Methods: Mice were injected with Clarstatin intraperitoneally and its effect was compared to that of corticosteroid. EAU was evaluated clinically and histologically. Ocular infiltration of CD45+ hematopoietic cells and splenocyte CD4+ expression were determined using immunofluorescence and flow cytometry (fluorescence-activated cell sorting [FACS]). ELISA was used to measure the ocular level of the proinflammatory cytokines.
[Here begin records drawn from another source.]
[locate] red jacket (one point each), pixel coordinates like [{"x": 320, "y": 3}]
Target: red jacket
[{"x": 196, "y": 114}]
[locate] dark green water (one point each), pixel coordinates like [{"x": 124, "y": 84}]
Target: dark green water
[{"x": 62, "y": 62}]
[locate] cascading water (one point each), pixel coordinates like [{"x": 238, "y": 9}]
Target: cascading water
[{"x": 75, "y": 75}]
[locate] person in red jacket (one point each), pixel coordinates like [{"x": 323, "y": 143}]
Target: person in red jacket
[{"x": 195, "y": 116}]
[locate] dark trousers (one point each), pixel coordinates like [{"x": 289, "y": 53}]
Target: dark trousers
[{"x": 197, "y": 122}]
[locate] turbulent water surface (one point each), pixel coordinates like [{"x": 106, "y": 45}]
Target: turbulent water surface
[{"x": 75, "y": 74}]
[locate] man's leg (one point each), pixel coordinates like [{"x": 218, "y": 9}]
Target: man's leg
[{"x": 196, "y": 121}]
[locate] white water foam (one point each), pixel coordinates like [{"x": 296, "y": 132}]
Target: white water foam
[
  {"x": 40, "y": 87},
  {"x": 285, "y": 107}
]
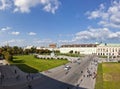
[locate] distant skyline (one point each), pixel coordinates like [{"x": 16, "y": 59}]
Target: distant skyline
[{"x": 41, "y": 22}]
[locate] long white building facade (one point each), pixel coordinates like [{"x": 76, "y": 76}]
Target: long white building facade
[
  {"x": 79, "y": 48},
  {"x": 98, "y": 49},
  {"x": 111, "y": 50}
]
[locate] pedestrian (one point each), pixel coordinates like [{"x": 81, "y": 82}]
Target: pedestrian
[
  {"x": 68, "y": 88},
  {"x": 29, "y": 86},
  {"x": 15, "y": 71},
  {"x": 27, "y": 77}
]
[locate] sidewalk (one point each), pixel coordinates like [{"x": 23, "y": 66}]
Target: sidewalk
[{"x": 86, "y": 81}]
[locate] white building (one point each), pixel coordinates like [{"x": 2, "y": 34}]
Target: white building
[
  {"x": 79, "y": 48},
  {"x": 111, "y": 50}
]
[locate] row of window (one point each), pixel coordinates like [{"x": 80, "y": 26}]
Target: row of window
[
  {"x": 110, "y": 54},
  {"x": 108, "y": 50}
]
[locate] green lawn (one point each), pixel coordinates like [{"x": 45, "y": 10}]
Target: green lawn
[
  {"x": 28, "y": 63},
  {"x": 108, "y": 76}
]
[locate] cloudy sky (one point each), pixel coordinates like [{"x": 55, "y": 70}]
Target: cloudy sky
[{"x": 40, "y": 22}]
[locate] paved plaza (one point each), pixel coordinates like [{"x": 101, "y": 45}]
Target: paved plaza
[{"x": 81, "y": 75}]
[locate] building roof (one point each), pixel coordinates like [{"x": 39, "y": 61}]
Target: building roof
[
  {"x": 80, "y": 45},
  {"x": 109, "y": 45}
]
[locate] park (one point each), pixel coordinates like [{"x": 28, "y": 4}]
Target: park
[{"x": 108, "y": 76}]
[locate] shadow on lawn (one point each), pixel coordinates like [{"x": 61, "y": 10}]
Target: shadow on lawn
[{"x": 26, "y": 68}]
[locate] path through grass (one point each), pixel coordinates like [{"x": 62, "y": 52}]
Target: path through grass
[{"x": 28, "y": 63}]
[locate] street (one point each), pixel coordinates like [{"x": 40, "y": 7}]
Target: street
[{"x": 58, "y": 78}]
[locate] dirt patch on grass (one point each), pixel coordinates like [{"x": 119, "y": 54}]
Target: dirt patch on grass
[{"x": 111, "y": 77}]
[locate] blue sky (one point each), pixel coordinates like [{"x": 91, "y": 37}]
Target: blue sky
[{"x": 41, "y": 22}]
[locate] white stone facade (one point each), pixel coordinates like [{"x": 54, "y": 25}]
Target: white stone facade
[{"x": 111, "y": 50}]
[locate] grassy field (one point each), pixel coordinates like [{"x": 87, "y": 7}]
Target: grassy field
[
  {"x": 108, "y": 76},
  {"x": 28, "y": 63}
]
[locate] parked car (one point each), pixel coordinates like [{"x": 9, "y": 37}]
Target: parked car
[{"x": 67, "y": 67}]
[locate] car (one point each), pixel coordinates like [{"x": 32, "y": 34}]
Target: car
[{"x": 67, "y": 67}]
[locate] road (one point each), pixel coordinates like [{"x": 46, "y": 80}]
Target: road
[{"x": 57, "y": 78}]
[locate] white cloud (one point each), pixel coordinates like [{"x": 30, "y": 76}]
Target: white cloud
[
  {"x": 14, "y": 42},
  {"x": 24, "y": 6},
  {"x": 43, "y": 41},
  {"x": 32, "y": 33},
  {"x": 109, "y": 17},
  {"x": 5, "y": 28},
  {"x": 97, "y": 34},
  {"x": 15, "y": 33},
  {"x": 5, "y": 4}
]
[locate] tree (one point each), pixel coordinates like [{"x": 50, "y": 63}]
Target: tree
[
  {"x": 71, "y": 51},
  {"x": 7, "y": 56}
]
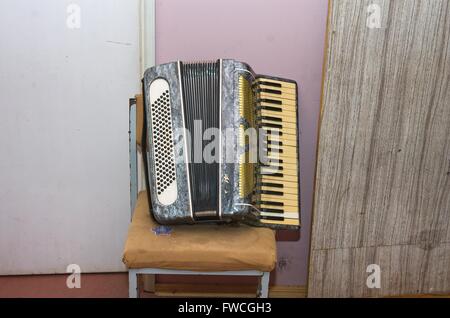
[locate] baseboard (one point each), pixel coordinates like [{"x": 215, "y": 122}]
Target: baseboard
[{"x": 220, "y": 290}]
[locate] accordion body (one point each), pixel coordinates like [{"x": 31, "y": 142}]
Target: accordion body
[{"x": 208, "y": 126}]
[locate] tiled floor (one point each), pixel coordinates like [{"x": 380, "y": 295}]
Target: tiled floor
[{"x": 92, "y": 285}]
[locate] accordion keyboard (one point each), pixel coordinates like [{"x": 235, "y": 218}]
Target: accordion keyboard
[{"x": 278, "y": 180}]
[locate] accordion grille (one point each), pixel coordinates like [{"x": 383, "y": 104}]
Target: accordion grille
[{"x": 163, "y": 142}]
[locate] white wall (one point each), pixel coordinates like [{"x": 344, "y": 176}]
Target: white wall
[{"x": 64, "y": 174}]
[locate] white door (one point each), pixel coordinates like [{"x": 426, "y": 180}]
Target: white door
[{"x": 67, "y": 69}]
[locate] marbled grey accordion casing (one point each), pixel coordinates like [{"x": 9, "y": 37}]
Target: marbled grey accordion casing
[{"x": 184, "y": 189}]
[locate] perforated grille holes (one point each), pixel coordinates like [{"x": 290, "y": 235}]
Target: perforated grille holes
[{"x": 163, "y": 142}]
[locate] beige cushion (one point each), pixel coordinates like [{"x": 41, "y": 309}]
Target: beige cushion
[{"x": 197, "y": 247}]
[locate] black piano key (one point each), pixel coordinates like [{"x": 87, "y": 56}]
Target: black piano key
[
  {"x": 272, "y": 218},
  {"x": 273, "y": 203},
  {"x": 268, "y": 84},
  {"x": 269, "y": 101}
]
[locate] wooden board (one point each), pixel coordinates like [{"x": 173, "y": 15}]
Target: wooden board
[{"x": 382, "y": 191}]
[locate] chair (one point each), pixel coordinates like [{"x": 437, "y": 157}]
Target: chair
[{"x": 204, "y": 249}]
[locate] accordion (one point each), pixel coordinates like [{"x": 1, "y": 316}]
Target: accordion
[{"x": 221, "y": 145}]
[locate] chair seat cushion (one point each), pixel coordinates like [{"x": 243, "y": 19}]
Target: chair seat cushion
[{"x": 201, "y": 247}]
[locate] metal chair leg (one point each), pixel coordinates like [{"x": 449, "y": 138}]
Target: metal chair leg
[
  {"x": 132, "y": 284},
  {"x": 263, "y": 287}
]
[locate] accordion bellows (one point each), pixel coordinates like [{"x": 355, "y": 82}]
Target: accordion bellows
[{"x": 221, "y": 145}]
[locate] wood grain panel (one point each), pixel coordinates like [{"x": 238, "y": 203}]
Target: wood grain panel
[{"x": 383, "y": 171}]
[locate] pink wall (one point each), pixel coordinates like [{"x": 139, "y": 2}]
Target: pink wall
[{"x": 278, "y": 37}]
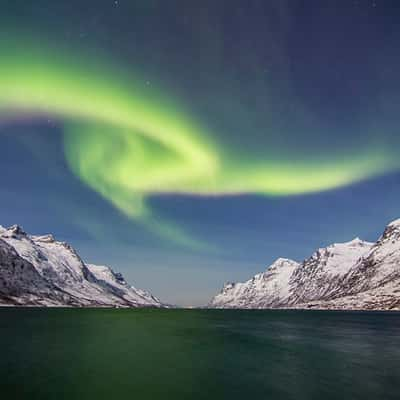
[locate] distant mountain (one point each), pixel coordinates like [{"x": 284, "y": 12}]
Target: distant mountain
[
  {"x": 38, "y": 270},
  {"x": 354, "y": 275}
]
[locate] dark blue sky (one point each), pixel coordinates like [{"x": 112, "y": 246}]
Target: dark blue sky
[{"x": 297, "y": 80}]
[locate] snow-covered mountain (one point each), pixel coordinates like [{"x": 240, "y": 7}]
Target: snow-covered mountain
[
  {"x": 352, "y": 275},
  {"x": 38, "y": 270}
]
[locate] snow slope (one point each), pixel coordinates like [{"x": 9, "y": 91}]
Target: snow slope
[
  {"x": 54, "y": 274},
  {"x": 351, "y": 275}
]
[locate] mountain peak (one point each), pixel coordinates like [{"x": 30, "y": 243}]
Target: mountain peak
[{"x": 16, "y": 230}]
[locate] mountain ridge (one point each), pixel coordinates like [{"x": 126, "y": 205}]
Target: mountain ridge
[
  {"x": 38, "y": 270},
  {"x": 354, "y": 275}
]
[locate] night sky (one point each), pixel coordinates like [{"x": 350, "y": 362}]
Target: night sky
[{"x": 187, "y": 143}]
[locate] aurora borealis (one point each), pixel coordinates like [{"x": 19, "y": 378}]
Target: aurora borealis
[{"x": 217, "y": 104}]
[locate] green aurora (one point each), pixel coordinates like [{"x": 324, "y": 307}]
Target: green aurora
[{"x": 127, "y": 141}]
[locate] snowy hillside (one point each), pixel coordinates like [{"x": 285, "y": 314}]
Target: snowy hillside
[
  {"x": 351, "y": 275},
  {"x": 38, "y": 270}
]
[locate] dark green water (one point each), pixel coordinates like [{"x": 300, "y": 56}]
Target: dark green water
[{"x": 199, "y": 354}]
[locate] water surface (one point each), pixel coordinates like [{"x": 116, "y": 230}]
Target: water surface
[{"x": 198, "y": 354}]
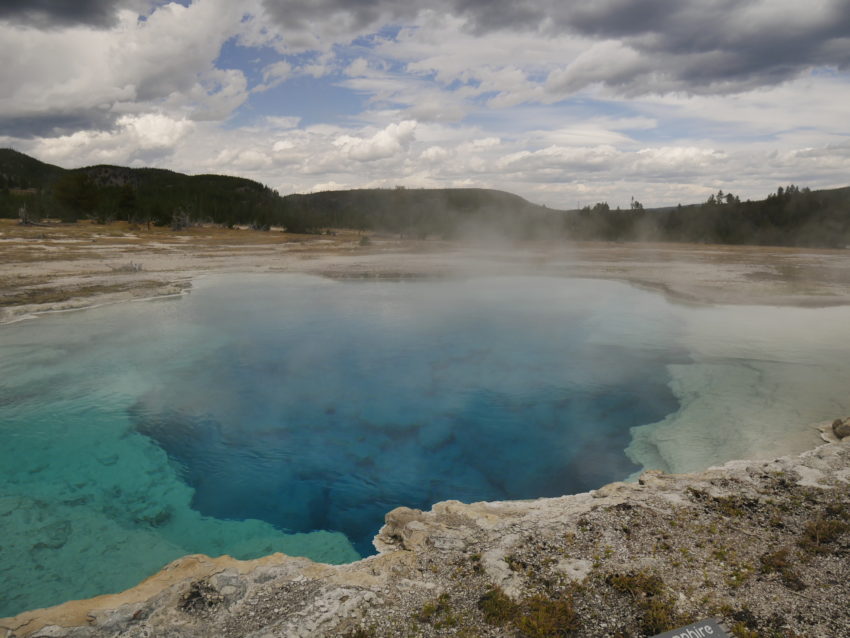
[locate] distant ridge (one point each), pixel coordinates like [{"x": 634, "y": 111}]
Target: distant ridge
[{"x": 31, "y": 189}]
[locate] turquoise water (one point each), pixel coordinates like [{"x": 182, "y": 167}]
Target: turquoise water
[{"x": 289, "y": 413}]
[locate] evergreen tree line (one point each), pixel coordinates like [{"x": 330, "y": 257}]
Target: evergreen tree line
[
  {"x": 32, "y": 190},
  {"x": 789, "y": 217}
]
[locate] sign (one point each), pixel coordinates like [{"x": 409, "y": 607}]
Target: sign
[{"x": 710, "y": 628}]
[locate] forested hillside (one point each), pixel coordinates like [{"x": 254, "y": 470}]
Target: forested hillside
[{"x": 32, "y": 190}]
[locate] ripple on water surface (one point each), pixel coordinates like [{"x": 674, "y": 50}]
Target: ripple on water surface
[{"x": 290, "y": 413}]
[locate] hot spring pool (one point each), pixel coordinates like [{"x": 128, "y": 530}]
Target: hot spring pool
[{"x": 289, "y": 413}]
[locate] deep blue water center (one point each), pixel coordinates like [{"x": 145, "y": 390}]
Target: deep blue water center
[
  {"x": 265, "y": 413},
  {"x": 321, "y": 406}
]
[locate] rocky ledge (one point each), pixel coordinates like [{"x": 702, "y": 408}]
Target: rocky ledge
[{"x": 762, "y": 545}]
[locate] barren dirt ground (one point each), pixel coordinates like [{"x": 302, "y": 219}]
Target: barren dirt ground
[{"x": 66, "y": 266}]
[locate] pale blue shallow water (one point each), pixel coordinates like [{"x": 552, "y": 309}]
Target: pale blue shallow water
[{"x": 290, "y": 413}]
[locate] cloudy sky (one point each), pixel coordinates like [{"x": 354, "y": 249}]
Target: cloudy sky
[{"x": 564, "y": 103}]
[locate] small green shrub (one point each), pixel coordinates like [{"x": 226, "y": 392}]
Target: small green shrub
[
  {"x": 497, "y": 607},
  {"x": 546, "y": 618},
  {"x": 819, "y": 533}
]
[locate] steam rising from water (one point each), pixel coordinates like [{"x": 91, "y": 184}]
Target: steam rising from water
[{"x": 260, "y": 406}]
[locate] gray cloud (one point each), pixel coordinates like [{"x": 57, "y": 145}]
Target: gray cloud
[
  {"x": 683, "y": 45},
  {"x": 55, "y": 124},
  {"x": 45, "y": 14}
]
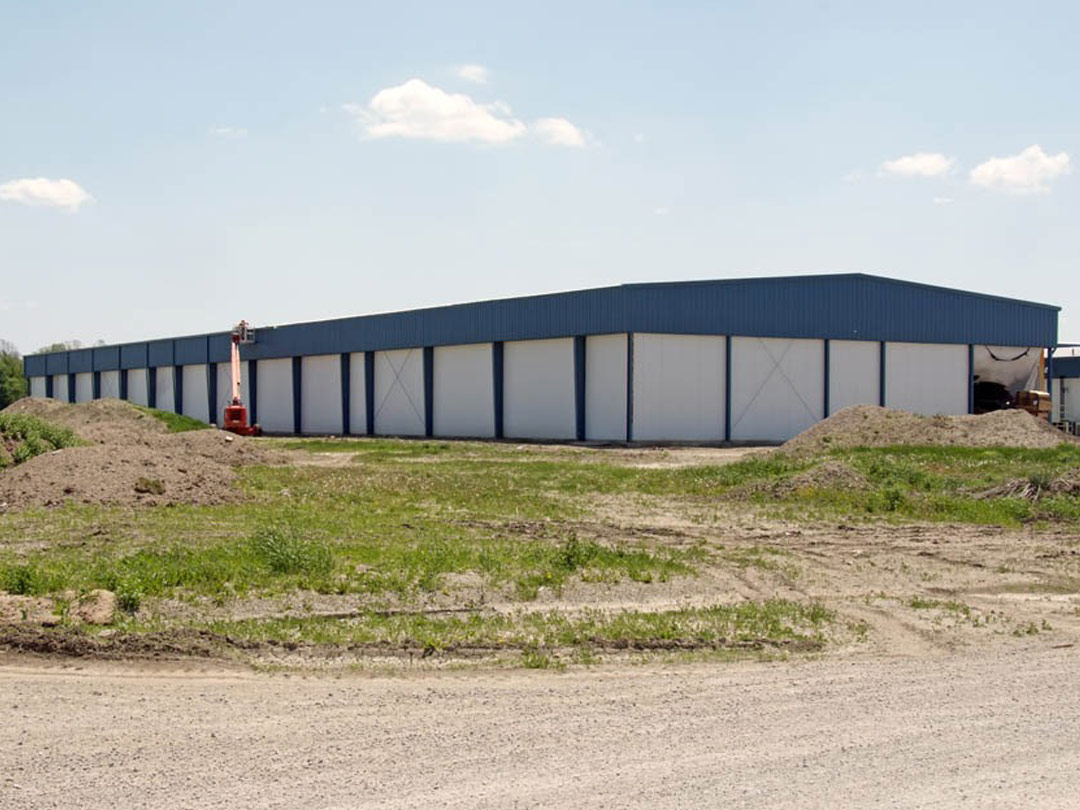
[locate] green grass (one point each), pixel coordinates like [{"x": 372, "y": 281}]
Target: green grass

Results: Clarstatin significantly ameliorated the severity of EAU in the C57BL/6J mild and the B10.RIII severe mice models. There was a significant dose and time-dependent decrease, in the range of 30% to 80%, in the clinical score (P < 0.05), histological score (P < 0.05), and number of retinal and spleen CD45+ cells (P < 0.05 and P < 0.001, respectively), a comparable effect to corticosteroid. Clarstatin reduced the intraocular levels of interleukin 6 (IL-6; P < 0.05) and monocyte chemoattractant protein-1 (MCP-1; P < 0.01) by 41% and 59%, respectively.
Conclusions: Systemic delivery of Clarstatin significantly improved mild and severe EAU. Its potential anti-inflammatory therapeutic effects represent a novel mode of treatment in ocular inflammation. It may also be a relevant treatment modality in systemic autoimmune conditions in which calreticulin plays a role in their pathogenesis.